AIX OneAgent vs. Other OneAgents

Babar_Qayyum · ‎03 May 2021

Dear All,

Do we have any functional difference between AIX OneAgent and Other OneAgents when the number of processes is very high?

The story behind this issue is that a customer installed OneAgent to monitor the IBM Integration Bus (which has more than 100+ running processes) on the AIX server. The application started to respond slow.

Once the OneAgent monitoring stopped, the application started to respond as used to be.

Regards,

Babar

pahofmann · ‎03 May 2021

Hey Barbar,

I have customers running 200+ Apache/Websphere processes on an AIX box without issues.

Probably best to open a support case for your issue.

Dynatrace Certified Master - Dynatrace Partner - 360Performance.net

Babar_Qayyum · ‎03 May 2021

Hello @pahofmann

Thank you for sharing your kind experience.
In the past, I remember a customer having the IBM Integration Bus (which has more than 100+ running processes) on the AIX server without any issues, but this customer is complaining about the performance and somehow it is relating to the OneAgent.
I will ask Dynatrace support if they have any theory for this.

Regards,

Babar

kalle_lahtinen · ‎03 May 2021

Hi,

We have a somewhat similar experience. We're running the newer version of IIB i.e. ACE on an AIX platform, with about 60 DataFlowEngine processes. The first thing observed was that the broker startup time took double the amount of time when the agent was there, 2 hours instead of 1. Another thing we've investigated is the CPU and memory consumption, which is quite high on those servers. Overall this is challenging to analyze, because 3 things are changing with the ongoing migration: 1. From Linux to AIX 2. From IIB to ACE 3. From having no Dynatrace to having OneAgent. So we're not always sure what is caused by what 🙂

Anyway, there was a recent fix provided by IBM which helped both the broker startup time and the memory consumption per DataFlowEngine. So it's looking better now. On the other hand, it was indeed clear that the agent had a very noticeable impact on that startup time.

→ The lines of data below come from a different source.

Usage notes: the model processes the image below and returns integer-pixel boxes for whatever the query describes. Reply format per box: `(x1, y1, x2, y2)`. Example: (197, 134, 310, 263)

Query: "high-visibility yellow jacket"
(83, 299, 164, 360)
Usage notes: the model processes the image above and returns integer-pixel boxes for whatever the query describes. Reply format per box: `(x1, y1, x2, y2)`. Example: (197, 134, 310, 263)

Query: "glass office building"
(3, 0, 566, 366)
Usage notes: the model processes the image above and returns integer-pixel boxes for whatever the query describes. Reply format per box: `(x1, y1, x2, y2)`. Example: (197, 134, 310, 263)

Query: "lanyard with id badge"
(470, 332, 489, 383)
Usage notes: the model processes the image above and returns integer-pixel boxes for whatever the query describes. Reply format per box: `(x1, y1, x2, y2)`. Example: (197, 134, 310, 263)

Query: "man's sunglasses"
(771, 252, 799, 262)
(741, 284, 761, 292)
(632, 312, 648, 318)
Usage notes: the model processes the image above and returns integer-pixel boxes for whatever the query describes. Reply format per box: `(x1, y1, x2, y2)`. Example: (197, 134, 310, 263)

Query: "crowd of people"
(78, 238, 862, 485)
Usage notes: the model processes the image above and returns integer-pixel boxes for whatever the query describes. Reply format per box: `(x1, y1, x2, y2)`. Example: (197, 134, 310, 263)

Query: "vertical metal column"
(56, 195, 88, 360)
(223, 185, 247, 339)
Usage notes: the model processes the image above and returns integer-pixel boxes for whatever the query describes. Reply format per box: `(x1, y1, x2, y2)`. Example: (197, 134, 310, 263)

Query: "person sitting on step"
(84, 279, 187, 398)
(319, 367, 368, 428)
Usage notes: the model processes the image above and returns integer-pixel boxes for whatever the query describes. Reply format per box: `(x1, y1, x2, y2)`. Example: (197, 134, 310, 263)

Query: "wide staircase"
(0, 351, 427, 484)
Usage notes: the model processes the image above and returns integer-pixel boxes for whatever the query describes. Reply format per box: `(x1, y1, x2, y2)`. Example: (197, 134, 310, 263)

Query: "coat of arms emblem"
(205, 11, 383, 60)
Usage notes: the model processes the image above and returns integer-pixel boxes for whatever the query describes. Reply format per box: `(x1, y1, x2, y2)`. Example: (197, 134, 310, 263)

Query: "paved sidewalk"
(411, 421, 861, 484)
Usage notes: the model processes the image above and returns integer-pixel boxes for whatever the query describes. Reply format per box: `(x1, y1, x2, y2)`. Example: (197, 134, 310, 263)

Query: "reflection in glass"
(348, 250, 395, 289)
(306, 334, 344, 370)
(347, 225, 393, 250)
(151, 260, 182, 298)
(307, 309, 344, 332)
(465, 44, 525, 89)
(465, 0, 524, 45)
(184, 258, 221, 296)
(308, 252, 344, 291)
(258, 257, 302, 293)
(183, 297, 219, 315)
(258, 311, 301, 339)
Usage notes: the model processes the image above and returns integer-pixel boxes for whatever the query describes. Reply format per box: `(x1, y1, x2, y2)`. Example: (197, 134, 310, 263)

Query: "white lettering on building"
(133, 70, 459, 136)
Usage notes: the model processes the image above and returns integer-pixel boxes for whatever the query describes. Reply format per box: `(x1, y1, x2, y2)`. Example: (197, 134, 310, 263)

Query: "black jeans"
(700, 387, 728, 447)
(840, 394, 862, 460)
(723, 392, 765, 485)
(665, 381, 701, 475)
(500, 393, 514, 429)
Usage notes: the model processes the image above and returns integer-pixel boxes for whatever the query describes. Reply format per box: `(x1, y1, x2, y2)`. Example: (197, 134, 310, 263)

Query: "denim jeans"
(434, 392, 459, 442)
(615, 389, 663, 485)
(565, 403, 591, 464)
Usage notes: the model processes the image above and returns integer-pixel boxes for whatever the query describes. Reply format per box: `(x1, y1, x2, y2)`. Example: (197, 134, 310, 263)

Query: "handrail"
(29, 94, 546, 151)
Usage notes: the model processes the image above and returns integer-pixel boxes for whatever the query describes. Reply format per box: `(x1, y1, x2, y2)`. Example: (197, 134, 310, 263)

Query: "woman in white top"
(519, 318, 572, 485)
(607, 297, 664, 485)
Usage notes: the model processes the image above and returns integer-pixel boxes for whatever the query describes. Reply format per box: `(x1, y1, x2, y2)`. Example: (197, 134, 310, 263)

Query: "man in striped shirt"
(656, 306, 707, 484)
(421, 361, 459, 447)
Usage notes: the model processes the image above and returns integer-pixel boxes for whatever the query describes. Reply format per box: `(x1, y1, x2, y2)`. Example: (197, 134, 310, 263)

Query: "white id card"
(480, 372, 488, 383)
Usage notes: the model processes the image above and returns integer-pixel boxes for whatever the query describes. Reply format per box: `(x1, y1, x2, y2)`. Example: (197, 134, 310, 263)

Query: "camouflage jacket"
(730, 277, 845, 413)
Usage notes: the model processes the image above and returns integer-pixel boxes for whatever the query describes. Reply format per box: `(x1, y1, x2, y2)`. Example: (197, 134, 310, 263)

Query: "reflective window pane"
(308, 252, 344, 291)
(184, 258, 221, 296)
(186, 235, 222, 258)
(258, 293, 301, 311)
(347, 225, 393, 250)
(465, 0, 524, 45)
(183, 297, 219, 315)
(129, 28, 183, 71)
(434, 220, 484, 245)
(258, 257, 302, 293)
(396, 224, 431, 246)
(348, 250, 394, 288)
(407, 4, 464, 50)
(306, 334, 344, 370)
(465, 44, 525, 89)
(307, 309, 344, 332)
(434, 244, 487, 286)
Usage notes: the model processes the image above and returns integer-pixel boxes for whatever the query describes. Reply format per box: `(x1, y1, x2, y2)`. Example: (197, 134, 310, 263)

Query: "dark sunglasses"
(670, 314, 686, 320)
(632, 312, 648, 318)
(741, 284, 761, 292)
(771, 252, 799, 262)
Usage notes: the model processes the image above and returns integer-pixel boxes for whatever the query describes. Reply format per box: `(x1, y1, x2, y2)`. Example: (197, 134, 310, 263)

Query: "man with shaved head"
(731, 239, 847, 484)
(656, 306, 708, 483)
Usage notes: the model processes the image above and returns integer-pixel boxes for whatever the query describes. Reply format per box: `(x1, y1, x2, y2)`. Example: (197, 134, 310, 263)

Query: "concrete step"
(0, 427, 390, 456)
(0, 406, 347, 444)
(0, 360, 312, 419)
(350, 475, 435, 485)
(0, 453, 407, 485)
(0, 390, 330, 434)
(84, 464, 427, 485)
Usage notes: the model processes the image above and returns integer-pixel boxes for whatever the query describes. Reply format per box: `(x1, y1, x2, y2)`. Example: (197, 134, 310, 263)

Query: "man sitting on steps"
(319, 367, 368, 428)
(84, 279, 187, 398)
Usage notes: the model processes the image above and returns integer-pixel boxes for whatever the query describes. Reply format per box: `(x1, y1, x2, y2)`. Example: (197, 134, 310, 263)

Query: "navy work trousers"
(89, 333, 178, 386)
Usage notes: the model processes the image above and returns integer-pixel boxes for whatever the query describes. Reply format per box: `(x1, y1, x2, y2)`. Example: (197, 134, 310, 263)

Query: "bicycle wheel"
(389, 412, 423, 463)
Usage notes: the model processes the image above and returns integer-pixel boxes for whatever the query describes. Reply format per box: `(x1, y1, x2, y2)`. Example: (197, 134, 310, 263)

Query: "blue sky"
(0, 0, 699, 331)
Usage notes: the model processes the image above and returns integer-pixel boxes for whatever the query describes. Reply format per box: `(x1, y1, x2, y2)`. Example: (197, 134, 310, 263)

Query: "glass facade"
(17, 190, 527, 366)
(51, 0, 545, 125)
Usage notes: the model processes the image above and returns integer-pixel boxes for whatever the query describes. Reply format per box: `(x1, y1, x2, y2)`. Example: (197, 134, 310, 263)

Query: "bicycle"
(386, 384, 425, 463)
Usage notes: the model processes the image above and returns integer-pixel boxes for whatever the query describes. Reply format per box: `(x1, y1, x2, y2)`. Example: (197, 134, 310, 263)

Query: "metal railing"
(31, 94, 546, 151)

We're using the AIX auto-injection, and the suggestion from support was to next test it with the manual injection. We haven't done that yet. Would that make sense also for you?

The deep monitoring itself doesn't seem to have an impact on the CPU/memory usage. I have a PG monitoring rule which disables deep monitoring for exactly half of the processes. There's no difference between having it on vs. off, when it comes to CPU and memory consumption per process.

Another AIX-related observation: on this environment, the AIX osagent takes about 8-9 % CPU on most servers. Not just IIB/ACE, this affects all AIX hosts. We've had support enable a debugUI flag which changes the OS data polling interval from 10 secs to once per minute. This has taken the CPU usage down to about 4 % which is feasible.

Babar_Qayyum · ‎03 May 2021

Hello @kalle_lahtinen

Thank you for sharing your experience.

There was a recent fix provided by IBM which helped both the broker startup time and the memory consumption per DataFlowEngine. For which version of IIB/ACE?

Would that make sense also for you? It will be nothing but one of the tedious jobs to go for the manual on more than 100+ processes and then regular maintenance.

The AIX osagent takes about 8-9 % CPU on most servers. This is not acceptable in any case.

We've had support enable a debugUI flag which changes the OS data polling interval from 10 secs to once per minute. This has taken the CPU usage down to about 4 % which is feasible. Can we enable this debug flag by ourselves?

Regards,

Babar

kalle_lahtinen · ‎03 May 2021

Hi,

The ACE version we're running is 11.0.0.12.

About the tediousness of the manual injection -> Very much agree, but on the other hand, if it resolves these issues around the performance of IIB/ACE, I'd at least personally think of it as an acceptable workaround.

Those debugUI settings can only be configured by support, even though it's "our" Managed cluster so to speak 🙂 So if you're having similar issues regarding CPU consumption on AIX, you need to create a support ticket about it.

Babar_Qayyum · ‎03 May 2021

Hello @kalle_lahtinen

I got the debug flag to use as an environment variable.

Regards,

Babar

kalle_lahtinen · ‎03 May 2021

Cool! That seems like a nicer way to manage this, instead of having to always ask from support to change the config...

Babar_Qayyum · ‎03 May 2021

Hello @kalle_lahtinen

Correct! Here is the debug environment variable. It will automatically change the polling from 10 seconds to 1 minute.

DT_DEBUGFLAGS=decreaseUpdateFrequency=true

Regards,

Babar